Before he aged, like a fine wine, into the mellow-voiced FBI criminal profiler of James Patterson’s successful thriller series, Alex Cross (Tyler Perry) was a humble homicide detective, working a doctorate in psychology on the side and doing the good cop, bad city thing in dingy old Detroit. When a high-profile businesswoman is tortured to death, Cross and his rag-tag team of gun-slinging boffins investigate, quickly uncovering an industrial espionage conspiracy and drawing the ire of a psychotic killer, Picasso (Matthew Fox), who intends to make them part of his latest masterpiece...
‘Alex Cross’, a kind of non-literal/canon/reboot/prequel to the unremarkable but fondly remembered Morgan Freeman thrillers ‘Kiss The Girls’ (1997) and ‘Along Came A Spider’ (2001), is a complete train wreck. Perry, most often seen sporting a blouse and wig in his role as the elderly Madea, is hamstrung by a frustratingly trite and incoherent screenplay, which reduces detective work and deductive reasoning to a sub-‘CSI: Miami’ level of stupidity, and the profession of criminal psychology to catchphrases of cartoonish psychobabble. That Perry’s performance isn’t a total waste of time is probably a testament to his natural charisma, more than any conscious acting choice in relation to the material.
Lacking any semblance of internal structure, plot points, logic, or even character motivations, Matthew Fox appears embarrassingly overcommitted to his role – his radical physical transformation unjustified by the sheer stupidity of the entire enterprise. His wide-eyed, “Look-at-me-Ma, I’m-acting” performance as the superfluously convoluted killer is shockingly bad; it’s hard to imagine a director could tolerate it for more than a few takes, let alone encourage it for an entire film. In fact, it’s disheartening to see how many good actors pop up in this movie that are not only dialling in performances, but also actively attempting (misguidedly) to make them better.
The whip-pans and crash-zooms of ‘The Fast And The Furious’ and ‘xXx’ have clearly damaged director Rob Cohen’s brain, as he fails to photograph even a simple dialogue exchange without making a total technical mess of himself (What was that sudden shift to digital video?
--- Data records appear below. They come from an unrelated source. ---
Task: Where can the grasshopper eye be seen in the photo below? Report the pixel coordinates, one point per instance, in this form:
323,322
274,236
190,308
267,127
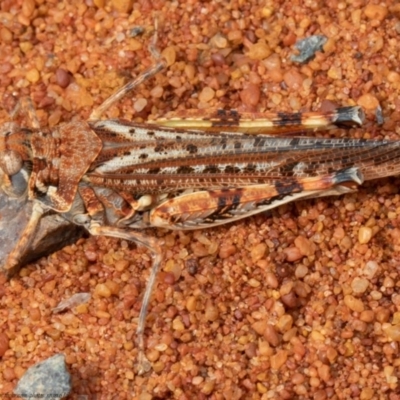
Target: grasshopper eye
10,162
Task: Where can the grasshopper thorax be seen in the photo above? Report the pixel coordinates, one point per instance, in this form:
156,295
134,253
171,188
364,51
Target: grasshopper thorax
14,159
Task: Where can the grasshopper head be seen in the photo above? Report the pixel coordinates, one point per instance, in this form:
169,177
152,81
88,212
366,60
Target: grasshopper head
14,170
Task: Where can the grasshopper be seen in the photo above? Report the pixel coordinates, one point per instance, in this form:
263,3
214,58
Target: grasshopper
115,177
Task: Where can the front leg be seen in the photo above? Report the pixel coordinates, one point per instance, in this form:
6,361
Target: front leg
155,247
13,260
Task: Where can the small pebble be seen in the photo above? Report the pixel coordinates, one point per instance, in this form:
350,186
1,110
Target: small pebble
359,285
206,94
353,303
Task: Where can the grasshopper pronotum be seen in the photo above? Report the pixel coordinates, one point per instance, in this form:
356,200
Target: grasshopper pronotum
114,177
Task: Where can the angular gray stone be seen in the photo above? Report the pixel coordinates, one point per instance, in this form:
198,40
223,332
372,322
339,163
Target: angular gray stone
53,232
48,379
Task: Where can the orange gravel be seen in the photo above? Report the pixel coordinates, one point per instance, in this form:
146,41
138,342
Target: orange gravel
301,303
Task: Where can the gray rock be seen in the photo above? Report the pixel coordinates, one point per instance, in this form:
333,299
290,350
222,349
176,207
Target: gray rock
307,48
53,233
48,379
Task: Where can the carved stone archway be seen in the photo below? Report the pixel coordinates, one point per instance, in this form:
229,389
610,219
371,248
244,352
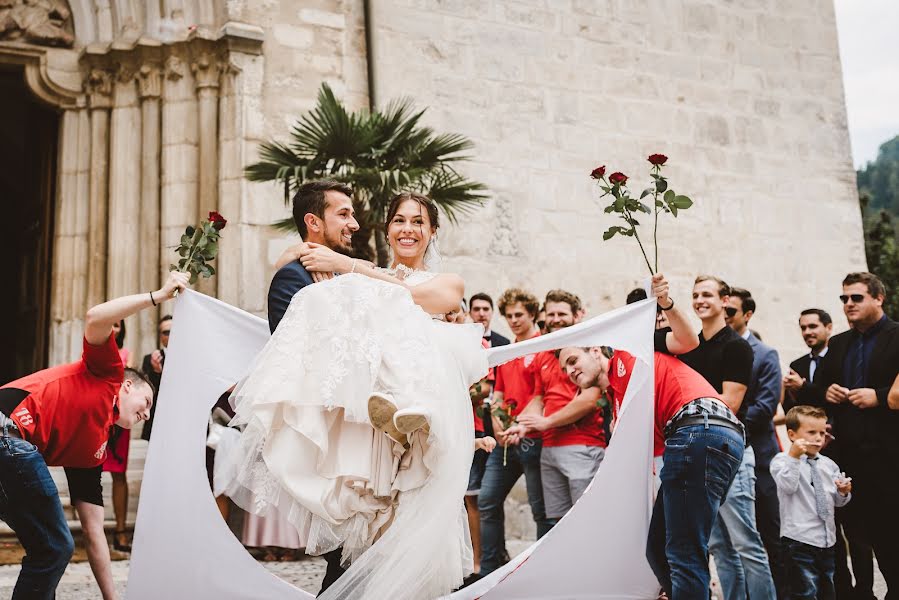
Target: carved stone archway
148,139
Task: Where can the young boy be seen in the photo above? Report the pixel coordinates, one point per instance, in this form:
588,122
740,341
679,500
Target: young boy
809,486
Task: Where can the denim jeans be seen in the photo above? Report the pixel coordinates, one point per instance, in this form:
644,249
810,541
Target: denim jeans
496,485
700,462
809,571
29,503
736,543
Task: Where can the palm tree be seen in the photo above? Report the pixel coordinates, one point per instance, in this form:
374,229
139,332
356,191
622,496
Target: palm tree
379,153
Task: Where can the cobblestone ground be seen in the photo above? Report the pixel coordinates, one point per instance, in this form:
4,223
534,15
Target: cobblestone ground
78,582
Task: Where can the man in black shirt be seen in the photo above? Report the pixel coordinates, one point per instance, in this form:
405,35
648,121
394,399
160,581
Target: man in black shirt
725,360
852,384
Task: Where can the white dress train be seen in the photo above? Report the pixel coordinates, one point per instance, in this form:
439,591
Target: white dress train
309,450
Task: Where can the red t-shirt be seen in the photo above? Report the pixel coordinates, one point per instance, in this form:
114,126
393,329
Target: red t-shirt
676,384
69,409
516,383
557,390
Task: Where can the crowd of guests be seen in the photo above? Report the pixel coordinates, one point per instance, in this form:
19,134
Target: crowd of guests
784,524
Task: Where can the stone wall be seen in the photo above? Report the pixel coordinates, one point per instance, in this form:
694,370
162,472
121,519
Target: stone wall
746,99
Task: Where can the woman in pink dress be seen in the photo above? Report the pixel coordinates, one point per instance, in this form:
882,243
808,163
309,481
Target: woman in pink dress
116,463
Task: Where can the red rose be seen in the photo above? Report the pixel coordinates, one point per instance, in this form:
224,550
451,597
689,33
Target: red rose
217,220
617,178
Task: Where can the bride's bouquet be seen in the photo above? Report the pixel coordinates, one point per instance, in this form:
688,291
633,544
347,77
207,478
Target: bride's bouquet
664,200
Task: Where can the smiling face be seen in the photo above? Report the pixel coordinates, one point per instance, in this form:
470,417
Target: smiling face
559,315
339,222
585,368
133,401
861,309
707,303
409,231
814,333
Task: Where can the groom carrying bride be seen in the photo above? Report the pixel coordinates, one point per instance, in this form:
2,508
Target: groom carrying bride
323,213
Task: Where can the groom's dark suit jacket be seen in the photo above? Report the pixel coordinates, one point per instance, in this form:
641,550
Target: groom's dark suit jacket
289,280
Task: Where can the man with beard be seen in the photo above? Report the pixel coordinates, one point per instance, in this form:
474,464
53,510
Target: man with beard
323,213
572,423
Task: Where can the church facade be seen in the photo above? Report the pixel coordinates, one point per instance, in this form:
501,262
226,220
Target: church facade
128,120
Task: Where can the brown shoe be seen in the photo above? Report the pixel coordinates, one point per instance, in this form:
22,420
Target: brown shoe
380,412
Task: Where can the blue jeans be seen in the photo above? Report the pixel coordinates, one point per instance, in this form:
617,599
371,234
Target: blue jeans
809,571
496,485
29,503
736,544
700,462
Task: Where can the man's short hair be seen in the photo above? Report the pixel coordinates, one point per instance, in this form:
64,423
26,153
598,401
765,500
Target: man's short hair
875,285
136,377
822,314
746,299
310,198
513,296
562,296
723,288
635,295
803,410
480,296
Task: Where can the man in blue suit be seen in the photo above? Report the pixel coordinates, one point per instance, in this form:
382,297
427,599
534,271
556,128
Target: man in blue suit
760,404
323,213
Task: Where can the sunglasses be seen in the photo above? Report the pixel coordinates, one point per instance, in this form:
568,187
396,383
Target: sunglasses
856,298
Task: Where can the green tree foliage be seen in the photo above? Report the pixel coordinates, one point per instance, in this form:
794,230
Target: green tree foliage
379,153
879,180
882,252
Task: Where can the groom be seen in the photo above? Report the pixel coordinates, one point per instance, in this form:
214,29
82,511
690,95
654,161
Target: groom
323,213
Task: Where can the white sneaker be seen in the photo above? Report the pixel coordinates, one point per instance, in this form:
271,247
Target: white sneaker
408,420
381,411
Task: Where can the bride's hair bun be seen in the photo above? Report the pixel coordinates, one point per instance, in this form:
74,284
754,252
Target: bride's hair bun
427,203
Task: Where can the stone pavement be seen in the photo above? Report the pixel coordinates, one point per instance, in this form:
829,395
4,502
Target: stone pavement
78,582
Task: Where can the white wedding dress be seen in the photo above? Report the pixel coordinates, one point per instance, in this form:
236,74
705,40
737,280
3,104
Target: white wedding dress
309,451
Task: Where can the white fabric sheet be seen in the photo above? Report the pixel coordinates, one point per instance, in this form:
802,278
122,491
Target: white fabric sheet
183,548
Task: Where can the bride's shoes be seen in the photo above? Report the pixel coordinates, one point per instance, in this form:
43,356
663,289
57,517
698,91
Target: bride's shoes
412,419
381,413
Couldn’t they fit a HD cam inside the car?). The positioning and movement of his camera is truly baffling at times, and by the time the action scenes roll around, you’ll be hard pressed to make spatial or literal sense of the action occurring on screen.
Lacking any semblance of internal structure, plot points, logic, or even character motivations, Matthew Fox appears embarrassingly overcommitted to his role.
Clearly failing as a form of higher art, ‘Alex Cross’ can’t even muster the energy to satisfy as basic entertainment; at a refreshingly brisk one hundred minutes, the film has such a flimsy story that it sags horrifically for long stretches at a time. The grimness of it all results in unintended laughter, while the preposterous nature of the denouement (via Skype!) is insulting, not just in its clumsy execution, but in its utterly bonkers morality.
Aside from a morbid fixation on racial cliché (so pervasive, in fact, it feels almost satirically intended on a level the film can’t even comprehend) and the joy that implicitly comes from watching skilled people make idiots of themselves, ‘Alex Cross’ is a series of bad performances, terrible storytelling, and a total waste of time.